The RBI is right on both accounts. First, there should not be any further extension of moratorium. And, second, if interest during the six months moratorium is waived, then banks would be in huge distress. Banks are liable to pay interest on the deposits collected from their customers.

This situation should be looked at from the perspective that banks are still not keen on aggressively giving fresh credit despite series of rate cuts by the regulator and if they incur huge losses then it will further delay fresh credit off-take. There is no scope for ethical dimension in this whole issue.

Bal Govind

Noida

The RBI has erred

In hindsight, it is the RBI that has erred by declaring a moratorium for all borrowers. Granting such relief should normally be the responsibility of the executive branch of the government, which should have also funded it. The RBI has made the bigger mistake of not thinking through the consequences of such an announcement and the issue is now in the capable hands of the judiciary. As always, depositors and shareholders of banks have been short-changed by these missteps.

Nandakumar V

Chennai

Central bank as debt manager

Apropos ‘Should RBI be the debt manager of govt?’ (October 12). If Bad Bank is still an active idea, there is no reason why the RBI cannot be the debt manager. Post the 2008 Wall Street crisis, the US Treasury extended $184 billion as bailout/loan to AIG against its sullied toxic assets, and huge sums to other entities as well.

AIG, in just four years, rid itself of the massive bailout, and was back to being publicly owned and turned itself into a leaner, simpler business.

The Government of India is no private enterprise answerable to stockholders. The RBI would need to underwrite the deficit financing, be it by printing notes or trading in government bonds, to raise the kitty. With economic indices looking favourable and a stable government in control, the RBI ought to put in greater trust on the government and count on recouping its investment and also run a profit.

R Narayanan

Navi Mumbai

Fiscal dominance

This basic function gets blurred when the RBI partakes directly in the government’s borrowing programme otherwise known as ‘fiscal dominance’ by the state.

The new MPC board decided to maintain status quo on repo rate though the retail inflation was prevailing at 6.7 per cent well above the comfort zone of 2-6 per cent.

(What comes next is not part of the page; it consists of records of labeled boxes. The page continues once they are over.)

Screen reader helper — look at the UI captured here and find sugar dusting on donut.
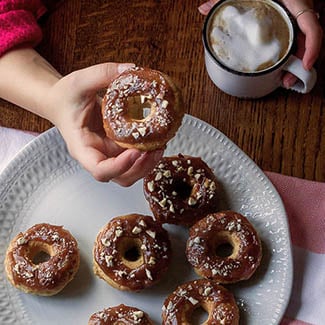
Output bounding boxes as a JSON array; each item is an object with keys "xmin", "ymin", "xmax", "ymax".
[
  {"xmin": 5, "ymin": 223, "xmax": 80, "ymax": 295},
  {"xmin": 102, "ymin": 67, "xmax": 184, "ymax": 150}
]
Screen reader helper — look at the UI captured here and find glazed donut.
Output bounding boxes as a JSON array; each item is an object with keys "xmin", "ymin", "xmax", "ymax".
[
  {"xmin": 88, "ymin": 304, "xmax": 153, "ymax": 325},
  {"xmin": 162, "ymin": 279, "xmax": 239, "ymax": 325},
  {"xmin": 186, "ymin": 211, "xmax": 262, "ymax": 284},
  {"xmin": 93, "ymin": 214, "xmax": 171, "ymax": 291},
  {"xmin": 5, "ymin": 223, "xmax": 80, "ymax": 296},
  {"xmin": 144, "ymin": 154, "xmax": 219, "ymax": 225},
  {"xmin": 102, "ymin": 67, "xmax": 184, "ymax": 151}
]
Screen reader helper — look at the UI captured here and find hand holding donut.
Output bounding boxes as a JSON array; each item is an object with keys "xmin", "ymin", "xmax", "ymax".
[
  {"xmin": 46, "ymin": 63, "xmax": 162, "ymax": 186},
  {"xmin": 198, "ymin": 0, "xmax": 323, "ymax": 88}
]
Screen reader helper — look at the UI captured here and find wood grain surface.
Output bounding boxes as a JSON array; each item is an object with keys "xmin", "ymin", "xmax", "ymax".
[{"xmin": 0, "ymin": 0, "xmax": 325, "ymax": 182}]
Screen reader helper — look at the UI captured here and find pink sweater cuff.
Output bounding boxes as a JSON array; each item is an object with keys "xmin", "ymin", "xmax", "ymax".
[{"xmin": 0, "ymin": 1, "xmax": 45, "ymax": 56}]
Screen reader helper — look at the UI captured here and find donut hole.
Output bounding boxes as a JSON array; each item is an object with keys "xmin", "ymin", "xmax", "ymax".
[
  {"xmin": 127, "ymin": 95, "xmax": 152, "ymax": 121},
  {"xmin": 118, "ymin": 238, "xmax": 143, "ymax": 268},
  {"xmin": 173, "ymin": 180, "xmax": 192, "ymax": 201},
  {"xmin": 214, "ymin": 233, "xmax": 236, "ymax": 258},
  {"xmin": 28, "ymin": 243, "xmax": 53, "ymax": 265}
]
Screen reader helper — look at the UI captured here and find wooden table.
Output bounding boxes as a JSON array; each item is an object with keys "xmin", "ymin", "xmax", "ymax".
[{"xmin": 0, "ymin": 0, "xmax": 325, "ymax": 182}]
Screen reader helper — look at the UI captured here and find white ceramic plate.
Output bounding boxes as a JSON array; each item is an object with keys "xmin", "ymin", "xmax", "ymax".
[{"xmin": 0, "ymin": 115, "xmax": 292, "ymax": 325}]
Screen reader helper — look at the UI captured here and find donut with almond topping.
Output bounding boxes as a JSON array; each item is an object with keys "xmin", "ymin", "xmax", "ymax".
[
  {"xmin": 143, "ymin": 154, "xmax": 220, "ymax": 226},
  {"xmin": 186, "ymin": 211, "xmax": 262, "ymax": 284},
  {"xmin": 162, "ymin": 279, "xmax": 239, "ymax": 325},
  {"xmin": 93, "ymin": 213, "xmax": 171, "ymax": 291},
  {"xmin": 88, "ymin": 304, "xmax": 153, "ymax": 325},
  {"xmin": 5, "ymin": 223, "xmax": 80, "ymax": 296},
  {"xmin": 102, "ymin": 67, "xmax": 184, "ymax": 151}
]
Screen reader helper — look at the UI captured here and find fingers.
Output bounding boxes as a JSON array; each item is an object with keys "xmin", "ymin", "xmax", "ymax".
[
  {"xmin": 113, "ymin": 150, "xmax": 163, "ymax": 186},
  {"xmin": 74, "ymin": 147, "xmax": 142, "ymax": 182},
  {"xmin": 299, "ymin": 16, "xmax": 323, "ymax": 70},
  {"xmin": 70, "ymin": 137, "xmax": 163, "ymax": 186},
  {"xmin": 198, "ymin": 0, "xmax": 219, "ymax": 16},
  {"xmin": 70, "ymin": 63, "xmax": 134, "ymax": 93}
]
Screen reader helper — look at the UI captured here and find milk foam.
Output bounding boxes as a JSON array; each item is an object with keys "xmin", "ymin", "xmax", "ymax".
[{"xmin": 210, "ymin": 5, "xmax": 281, "ymax": 72}]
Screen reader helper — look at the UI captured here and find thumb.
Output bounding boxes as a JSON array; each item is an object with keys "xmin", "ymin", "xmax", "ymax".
[{"xmin": 71, "ymin": 63, "xmax": 135, "ymax": 93}]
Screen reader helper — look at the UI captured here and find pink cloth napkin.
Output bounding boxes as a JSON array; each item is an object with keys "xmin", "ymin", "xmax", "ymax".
[{"xmin": 0, "ymin": 127, "xmax": 325, "ymax": 325}]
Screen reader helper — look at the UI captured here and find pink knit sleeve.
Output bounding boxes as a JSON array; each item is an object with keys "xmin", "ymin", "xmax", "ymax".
[{"xmin": 0, "ymin": 0, "xmax": 46, "ymax": 56}]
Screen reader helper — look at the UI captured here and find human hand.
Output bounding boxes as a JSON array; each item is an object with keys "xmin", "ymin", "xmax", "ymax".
[
  {"xmin": 198, "ymin": 0, "xmax": 323, "ymax": 88},
  {"xmin": 45, "ymin": 63, "xmax": 162, "ymax": 186}
]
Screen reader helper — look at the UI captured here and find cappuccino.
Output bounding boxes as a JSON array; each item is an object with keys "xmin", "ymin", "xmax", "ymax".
[{"xmin": 206, "ymin": 0, "xmax": 293, "ymax": 73}]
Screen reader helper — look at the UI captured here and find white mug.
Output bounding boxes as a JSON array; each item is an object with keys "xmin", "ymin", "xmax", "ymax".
[{"xmin": 203, "ymin": 0, "xmax": 317, "ymax": 98}]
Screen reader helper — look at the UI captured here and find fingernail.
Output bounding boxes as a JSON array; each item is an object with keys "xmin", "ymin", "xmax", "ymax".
[
  {"xmin": 117, "ymin": 63, "xmax": 135, "ymax": 73},
  {"xmin": 154, "ymin": 150, "xmax": 164, "ymax": 162},
  {"xmin": 283, "ymin": 76, "xmax": 297, "ymax": 88}
]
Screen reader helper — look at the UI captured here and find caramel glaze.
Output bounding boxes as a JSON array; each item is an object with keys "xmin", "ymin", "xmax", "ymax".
[
  {"xmin": 102, "ymin": 67, "xmax": 184, "ymax": 151},
  {"xmin": 5, "ymin": 223, "xmax": 80, "ymax": 296},
  {"xmin": 186, "ymin": 211, "xmax": 262, "ymax": 284},
  {"xmin": 144, "ymin": 154, "xmax": 219, "ymax": 225},
  {"xmin": 88, "ymin": 304, "xmax": 153, "ymax": 325},
  {"xmin": 93, "ymin": 214, "xmax": 171, "ymax": 291},
  {"xmin": 162, "ymin": 279, "xmax": 239, "ymax": 325}
]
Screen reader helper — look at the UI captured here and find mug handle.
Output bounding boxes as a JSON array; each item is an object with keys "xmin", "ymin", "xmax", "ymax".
[{"xmin": 283, "ymin": 55, "xmax": 317, "ymax": 94}]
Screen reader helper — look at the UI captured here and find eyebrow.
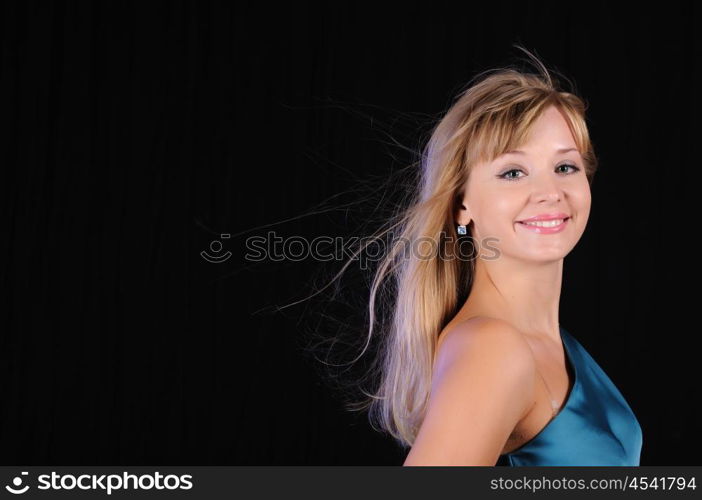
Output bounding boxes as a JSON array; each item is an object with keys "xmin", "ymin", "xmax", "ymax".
[{"xmin": 505, "ymin": 148, "xmax": 577, "ymax": 155}]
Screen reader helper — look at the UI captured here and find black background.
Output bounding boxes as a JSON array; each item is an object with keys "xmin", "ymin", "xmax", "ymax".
[{"xmin": 0, "ymin": 1, "xmax": 702, "ymax": 465}]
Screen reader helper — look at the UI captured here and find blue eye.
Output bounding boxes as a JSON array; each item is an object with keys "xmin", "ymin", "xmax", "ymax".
[{"xmin": 497, "ymin": 163, "xmax": 580, "ymax": 181}]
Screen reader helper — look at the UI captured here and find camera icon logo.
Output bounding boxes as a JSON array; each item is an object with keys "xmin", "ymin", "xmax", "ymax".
[
  {"xmin": 200, "ymin": 233, "xmax": 232, "ymax": 264},
  {"xmin": 5, "ymin": 471, "xmax": 29, "ymax": 495}
]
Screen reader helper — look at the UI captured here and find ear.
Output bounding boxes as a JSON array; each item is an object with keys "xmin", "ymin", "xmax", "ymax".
[{"xmin": 456, "ymin": 197, "xmax": 472, "ymax": 226}]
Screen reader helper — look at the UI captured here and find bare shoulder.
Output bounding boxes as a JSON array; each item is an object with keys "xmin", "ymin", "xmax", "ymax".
[
  {"xmin": 434, "ymin": 316, "xmax": 535, "ymax": 374},
  {"xmin": 405, "ymin": 317, "xmax": 535, "ymax": 465}
]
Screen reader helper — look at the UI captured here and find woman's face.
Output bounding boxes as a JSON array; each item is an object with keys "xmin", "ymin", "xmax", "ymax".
[{"xmin": 459, "ymin": 106, "xmax": 591, "ymax": 262}]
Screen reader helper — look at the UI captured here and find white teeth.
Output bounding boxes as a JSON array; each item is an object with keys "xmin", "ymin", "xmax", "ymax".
[{"xmin": 523, "ymin": 219, "xmax": 565, "ymax": 227}]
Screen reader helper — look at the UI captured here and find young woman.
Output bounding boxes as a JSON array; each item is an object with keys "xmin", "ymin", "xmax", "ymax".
[{"xmin": 346, "ymin": 47, "xmax": 642, "ymax": 465}]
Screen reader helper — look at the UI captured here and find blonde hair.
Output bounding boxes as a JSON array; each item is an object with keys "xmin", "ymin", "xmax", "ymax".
[{"xmin": 320, "ymin": 46, "xmax": 597, "ymax": 447}]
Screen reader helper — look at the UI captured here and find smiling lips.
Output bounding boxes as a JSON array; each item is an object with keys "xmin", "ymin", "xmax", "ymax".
[{"xmin": 517, "ymin": 212, "xmax": 570, "ymax": 234}]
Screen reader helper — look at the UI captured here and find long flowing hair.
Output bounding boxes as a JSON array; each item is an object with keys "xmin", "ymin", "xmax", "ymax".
[{"xmin": 312, "ymin": 46, "xmax": 598, "ymax": 448}]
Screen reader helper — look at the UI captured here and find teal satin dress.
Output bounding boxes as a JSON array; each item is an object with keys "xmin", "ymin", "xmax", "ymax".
[{"xmin": 502, "ymin": 327, "xmax": 643, "ymax": 466}]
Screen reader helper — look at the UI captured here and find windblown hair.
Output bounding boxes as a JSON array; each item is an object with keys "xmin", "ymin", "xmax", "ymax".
[{"xmin": 330, "ymin": 47, "xmax": 597, "ymax": 447}]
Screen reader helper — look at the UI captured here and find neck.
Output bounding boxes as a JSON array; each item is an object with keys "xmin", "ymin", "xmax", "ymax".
[{"xmin": 462, "ymin": 255, "xmax": 563, "ymax": 341}]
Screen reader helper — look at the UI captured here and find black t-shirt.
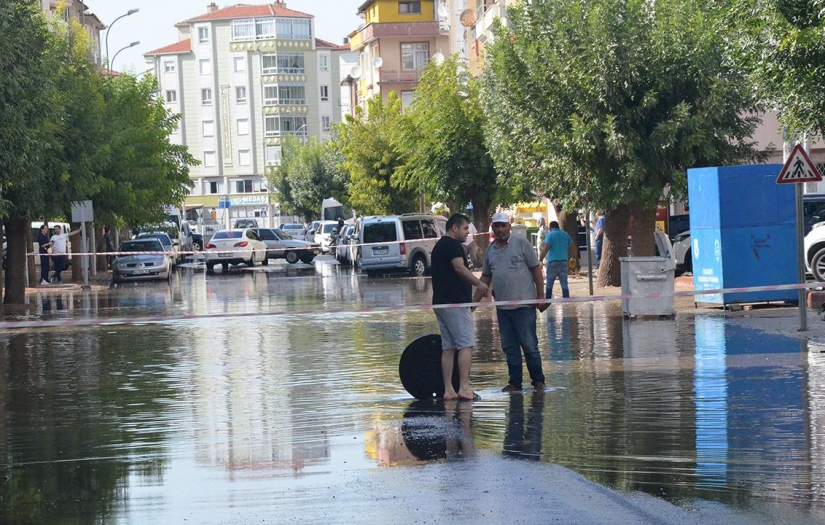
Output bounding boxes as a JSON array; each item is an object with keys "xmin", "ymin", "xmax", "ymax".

The reason attributed to high inflation was supply-side constraints due to the Covid pandemic and as per a recent policy statement of the RBI, these factors are capable of self-correction.

Except for arresting slow credit growth, for which the RBI supports banks with adequate liquidity and keeps interest rate under control, other factors like infrastructural growth. etc., can be tackled through fiscal stimulus.